- Есть предложение - переизбрать товарища Волгина, - сказал Семаков. А товарища Песцова предлагаем в заместители... Пусть поживет у нас, войдет в курс дела... Себя покажет, как говорится.
   Волгин неторопливо закрыл папку с колхозными "делами" и, опираясь на ее ребро, степенно встал.

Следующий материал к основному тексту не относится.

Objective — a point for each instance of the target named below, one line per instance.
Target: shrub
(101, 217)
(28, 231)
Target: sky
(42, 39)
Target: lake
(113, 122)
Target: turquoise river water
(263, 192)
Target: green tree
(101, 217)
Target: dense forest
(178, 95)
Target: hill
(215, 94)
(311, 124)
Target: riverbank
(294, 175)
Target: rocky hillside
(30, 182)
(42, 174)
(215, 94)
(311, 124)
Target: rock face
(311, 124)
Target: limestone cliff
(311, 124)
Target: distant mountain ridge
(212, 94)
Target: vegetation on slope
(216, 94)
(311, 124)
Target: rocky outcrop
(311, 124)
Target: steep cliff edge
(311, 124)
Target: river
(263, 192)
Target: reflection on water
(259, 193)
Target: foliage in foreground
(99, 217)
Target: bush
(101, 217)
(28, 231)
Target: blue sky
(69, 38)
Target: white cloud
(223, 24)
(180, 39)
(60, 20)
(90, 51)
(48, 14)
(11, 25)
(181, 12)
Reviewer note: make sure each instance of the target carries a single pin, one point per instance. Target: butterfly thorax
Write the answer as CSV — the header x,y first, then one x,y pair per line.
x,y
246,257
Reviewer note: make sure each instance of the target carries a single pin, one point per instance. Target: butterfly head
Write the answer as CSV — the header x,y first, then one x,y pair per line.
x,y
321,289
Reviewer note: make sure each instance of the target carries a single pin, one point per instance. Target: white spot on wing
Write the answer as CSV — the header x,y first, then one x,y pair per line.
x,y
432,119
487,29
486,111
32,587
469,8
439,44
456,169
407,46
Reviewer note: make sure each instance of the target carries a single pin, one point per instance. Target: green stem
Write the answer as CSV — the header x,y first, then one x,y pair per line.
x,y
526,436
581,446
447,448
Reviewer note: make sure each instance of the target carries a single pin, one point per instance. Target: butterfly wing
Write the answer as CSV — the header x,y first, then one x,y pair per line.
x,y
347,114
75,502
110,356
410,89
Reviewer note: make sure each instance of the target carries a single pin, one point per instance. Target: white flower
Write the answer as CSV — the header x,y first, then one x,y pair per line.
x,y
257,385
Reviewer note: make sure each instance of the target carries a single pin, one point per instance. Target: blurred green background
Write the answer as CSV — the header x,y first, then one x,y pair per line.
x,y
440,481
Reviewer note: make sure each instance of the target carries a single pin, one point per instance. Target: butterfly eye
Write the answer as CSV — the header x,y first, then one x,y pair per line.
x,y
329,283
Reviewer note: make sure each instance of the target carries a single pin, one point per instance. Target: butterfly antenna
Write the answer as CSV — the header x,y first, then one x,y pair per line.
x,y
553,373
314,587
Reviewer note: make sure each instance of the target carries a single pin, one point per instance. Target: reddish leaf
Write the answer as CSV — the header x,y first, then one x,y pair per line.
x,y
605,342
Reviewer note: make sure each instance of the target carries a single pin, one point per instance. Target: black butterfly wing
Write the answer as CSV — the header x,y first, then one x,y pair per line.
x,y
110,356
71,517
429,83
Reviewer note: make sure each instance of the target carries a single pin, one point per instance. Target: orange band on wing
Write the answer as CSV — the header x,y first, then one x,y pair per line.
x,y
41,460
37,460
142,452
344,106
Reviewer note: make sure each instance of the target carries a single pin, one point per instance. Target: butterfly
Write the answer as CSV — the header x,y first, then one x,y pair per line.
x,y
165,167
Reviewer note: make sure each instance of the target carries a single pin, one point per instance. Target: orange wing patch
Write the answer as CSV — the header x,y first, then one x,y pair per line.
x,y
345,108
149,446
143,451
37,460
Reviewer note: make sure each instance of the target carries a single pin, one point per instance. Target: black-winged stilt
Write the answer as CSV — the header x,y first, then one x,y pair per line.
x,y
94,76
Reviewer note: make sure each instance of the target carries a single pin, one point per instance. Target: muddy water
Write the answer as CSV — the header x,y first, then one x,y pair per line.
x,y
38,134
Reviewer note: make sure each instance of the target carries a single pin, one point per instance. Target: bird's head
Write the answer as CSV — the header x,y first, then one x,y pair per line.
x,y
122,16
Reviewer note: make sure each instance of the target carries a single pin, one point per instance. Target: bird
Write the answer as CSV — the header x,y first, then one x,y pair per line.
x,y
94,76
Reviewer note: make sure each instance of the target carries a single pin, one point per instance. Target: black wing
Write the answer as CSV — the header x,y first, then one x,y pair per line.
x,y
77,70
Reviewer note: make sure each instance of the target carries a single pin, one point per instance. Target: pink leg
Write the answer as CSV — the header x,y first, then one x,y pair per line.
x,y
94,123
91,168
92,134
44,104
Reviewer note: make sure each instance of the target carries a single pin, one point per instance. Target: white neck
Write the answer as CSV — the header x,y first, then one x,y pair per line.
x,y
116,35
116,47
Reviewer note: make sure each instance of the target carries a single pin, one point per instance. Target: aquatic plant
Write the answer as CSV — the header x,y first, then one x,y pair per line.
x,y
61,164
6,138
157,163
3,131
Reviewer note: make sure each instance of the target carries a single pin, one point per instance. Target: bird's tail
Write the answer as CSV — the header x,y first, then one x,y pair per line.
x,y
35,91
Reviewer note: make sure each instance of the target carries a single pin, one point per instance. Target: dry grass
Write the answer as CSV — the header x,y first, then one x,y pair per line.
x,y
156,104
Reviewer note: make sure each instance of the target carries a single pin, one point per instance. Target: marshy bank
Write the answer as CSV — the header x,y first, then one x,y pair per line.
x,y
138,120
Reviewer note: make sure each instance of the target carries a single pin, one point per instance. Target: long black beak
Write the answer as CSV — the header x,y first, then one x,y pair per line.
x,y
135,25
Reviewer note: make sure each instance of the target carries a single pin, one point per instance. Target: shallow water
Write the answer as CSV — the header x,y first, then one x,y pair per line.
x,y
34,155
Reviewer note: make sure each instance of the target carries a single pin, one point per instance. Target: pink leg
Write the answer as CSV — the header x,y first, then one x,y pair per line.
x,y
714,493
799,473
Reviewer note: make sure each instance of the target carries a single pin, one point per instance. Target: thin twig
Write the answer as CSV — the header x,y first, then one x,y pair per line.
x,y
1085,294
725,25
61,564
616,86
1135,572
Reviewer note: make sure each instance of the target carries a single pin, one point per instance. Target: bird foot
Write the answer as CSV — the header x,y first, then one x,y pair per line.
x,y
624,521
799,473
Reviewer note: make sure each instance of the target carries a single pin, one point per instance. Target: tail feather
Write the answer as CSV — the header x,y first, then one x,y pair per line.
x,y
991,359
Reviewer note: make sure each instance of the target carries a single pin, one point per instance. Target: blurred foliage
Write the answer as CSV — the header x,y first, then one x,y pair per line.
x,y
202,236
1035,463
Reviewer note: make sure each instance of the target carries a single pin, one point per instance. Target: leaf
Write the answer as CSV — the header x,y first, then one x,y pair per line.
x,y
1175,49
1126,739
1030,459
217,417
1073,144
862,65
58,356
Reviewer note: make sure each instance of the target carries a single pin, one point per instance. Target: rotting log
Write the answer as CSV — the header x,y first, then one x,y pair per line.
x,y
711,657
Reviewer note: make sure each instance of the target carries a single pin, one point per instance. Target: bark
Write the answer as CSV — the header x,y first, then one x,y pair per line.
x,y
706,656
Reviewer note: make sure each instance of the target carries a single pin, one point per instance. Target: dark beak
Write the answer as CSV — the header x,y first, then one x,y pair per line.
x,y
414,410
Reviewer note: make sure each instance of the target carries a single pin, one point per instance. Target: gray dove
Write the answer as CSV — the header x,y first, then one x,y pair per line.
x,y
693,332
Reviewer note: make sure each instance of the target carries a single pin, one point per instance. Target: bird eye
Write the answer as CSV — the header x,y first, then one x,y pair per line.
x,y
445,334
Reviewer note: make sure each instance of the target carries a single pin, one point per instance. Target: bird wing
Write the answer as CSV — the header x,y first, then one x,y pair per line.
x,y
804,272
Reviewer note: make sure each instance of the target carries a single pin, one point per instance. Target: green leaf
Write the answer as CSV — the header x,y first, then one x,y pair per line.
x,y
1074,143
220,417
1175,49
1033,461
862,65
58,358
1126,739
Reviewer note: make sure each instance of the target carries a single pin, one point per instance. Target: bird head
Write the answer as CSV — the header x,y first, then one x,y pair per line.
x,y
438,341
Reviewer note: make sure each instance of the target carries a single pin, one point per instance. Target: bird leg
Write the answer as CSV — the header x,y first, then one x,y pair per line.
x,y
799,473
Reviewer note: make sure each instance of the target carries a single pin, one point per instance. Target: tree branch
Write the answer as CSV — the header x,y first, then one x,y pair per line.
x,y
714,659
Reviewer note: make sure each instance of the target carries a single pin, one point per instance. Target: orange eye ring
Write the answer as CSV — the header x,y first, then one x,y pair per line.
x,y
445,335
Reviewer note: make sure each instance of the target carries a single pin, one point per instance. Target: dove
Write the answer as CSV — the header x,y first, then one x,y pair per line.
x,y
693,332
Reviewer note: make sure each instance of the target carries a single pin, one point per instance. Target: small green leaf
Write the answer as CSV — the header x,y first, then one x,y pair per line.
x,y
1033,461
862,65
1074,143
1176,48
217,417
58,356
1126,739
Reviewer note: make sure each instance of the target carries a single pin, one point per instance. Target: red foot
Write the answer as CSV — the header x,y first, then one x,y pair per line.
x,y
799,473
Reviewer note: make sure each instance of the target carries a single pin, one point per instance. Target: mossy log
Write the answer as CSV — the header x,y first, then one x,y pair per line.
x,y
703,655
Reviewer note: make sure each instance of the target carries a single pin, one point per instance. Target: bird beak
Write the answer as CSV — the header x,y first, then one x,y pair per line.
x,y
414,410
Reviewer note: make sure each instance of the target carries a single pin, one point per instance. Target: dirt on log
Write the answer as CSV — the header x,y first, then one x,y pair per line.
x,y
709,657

   - Если такое дело по необходимости случилось и для общества требуется, то я, конечно, премного благодарен. - Волгин торжественно помолчал с минуту и закончил: - Только бы мне подлечиться малость... Почка отошла от стенки.
   - Прошу голосовать! Кто за то, чтобы остался председателем Волгин? спросил Семаков.
   - Сперва голосуем за Песцова! - крикнул Егор Иванович.
   В зале раздался топот и свист.
   - За Волгина!
   - За Песцова!..
   Семаков долго стучал ручкой о графин.
   - Прошу голосовать! Кто за то, чтобы остался товарищ Волгин?
   Но шум не утихал. Тогда встал Стогов, вышел на середину перед столами и молча смотрел в зал, наклонив голову. И руки потянулись кверху.
   - Считайте, Семаков!
   Семаков, приподнимаясь на цыпочки, поклевывая пальцем в воздухе, начал считать.
   - Большинством голосов прошел товарищ Волгин, - объявил он. Потом обернулся к Стогову, что-то сказал ему, нагнулся к Бутусову и наконец произнес в зал: - Так как товарищ Песцов не прошел, то второй вопрос снимается с повестки дня. Что же касается самого товарища Песцова, то он может остаться в заместителях, если пожелает, конечно.
   Потом загремели, задвигали скамейками, и колхозники валом повалили на улицу. Члены президиума окружили Стогова, не обращая внимания на присутствие Песцова.
   Песцов тихо вышел.
   Стогов с Бутусовым и Семаковым уходили последними. От палисадника метнулась к ним темная фигура.
   - Василий Петрович, мне поговорить с вами надо.
   - Селина? - Стогов узнал агрономшу. - Давай поговорим.
   Они сели на скамейку, и Надя, подождав, пока удалились Семаков с Бутусовым, сказала тихо:
   - Он хотел колхозников поддержать... Это их идея насчет закрепления земли.
   - Спасибо за откровенность, но, как видите, они проголосовали против.
   Надя помедлила и проговорила, запинаясь:
   - Это не они... Они не виноваты. И он не виноват... Ни в чем не виноват.
   Стогов пожал плечами.
   - Его и не винит никто.
   - Я понимаю... - Она говорила, запинаясь, чтобы не расплакаться. - Но зачем же вы с ним так обошлись? Вы знали его и раньше... Он честный, умный... И его семейную историю знали. Вы все знали...
   - Но помилуйте! При чем тут я? Выборы есть выборы.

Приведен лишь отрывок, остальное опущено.